Con el monopolio de la esfera pública el Partido ha raptado el consenso nacional. Toda visión contrapuesta al programa de gobierno está condenada a ser minoría, y su condición de minoría sirve después para no difundirla, con el argumento de que no es expresiva del consenso social.

Por este camino solo se consigue reforzar la creciente legitimidad de la democracia capitalista, que ha desarrollado una enorme capacidad para generar la ilusión de que se discute algo.

Muy distinto sería el resultado si el pueblo pudiera contrastar las propuestas de algunas de estas minorías; si por ejemplo la Mesa Redonda hubiera invitado a exponer sus posiciones a quienes reclamaban el debate popular de los documentos del Congreso.

El problema sin embargo va más allá de la posibilidad de discutir los documentos entre las cuatro paredes de un centro laboral. De poco vale haber conquistado esa posibilidad si la definición es controlada por un funcionario de más arriba. Ello puede ser suficiente para quienes comparten el planteo de las reformas y proponen cambiar este o aquel aspecto, pero ¿y los que expresan una visión que cambiaría todo el documento?
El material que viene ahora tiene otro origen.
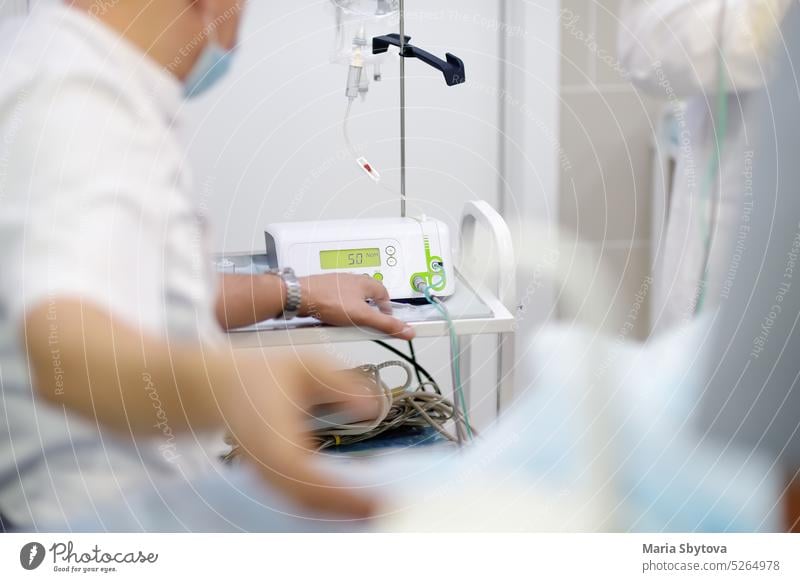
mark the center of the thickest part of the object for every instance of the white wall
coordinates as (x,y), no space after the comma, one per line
(267,145)
(13,7)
Como dijo Rosa Luxemburgo, la libertad es siempre libertad para los que piensan diferente, y pasa por la capacidad de argumentar públicamente sus puntos de vista en los momentos anteriores y posteriores a la toma de decisiones.

Creo que las demandas no deben centrarse en reeditar las consultas anteriores, sino en señalar las deficiencias de nuestro modelo institucional y promover un proceso de participación integral.

A mi entender, un proceso de esta naturaleza debe incorporar los siguientes pasos:

1. Disponer de una primera etapa de discusión de diferentes propuestas provenientes de las bases del Partido, las organizaciones de masas y otros actores de la sociedad civil, con amplia difusión de sus contenidos por parte de los medios de comunicación.

2. Encargar a un equipo integrado por representantes de los diferentes espacios la redacción de un documento con los principales consensos.

3. Discusión popular de este documento hasta alcanzar una versión definitiva.

4. Control popular en la fase de implementación.

5. Posibilidad en todo momento de que actores no satisfechos con el pacto alcanzado accedan a difundir sus puntos de vista.

Con la consulta popular evitamos que se eliminara la libreta de abastecimiento, atenuamos el proceso de disponibilidad laboral, y recordamos la importancia a las Ciencias Sociales, pero estos logros son insuficientes para una democracia socialista, y siempre van a depender de la bondad de los decisores.

Es necesario que el pueblo organizado tenga poder directo e iniciativa política para enfrentar el futuro.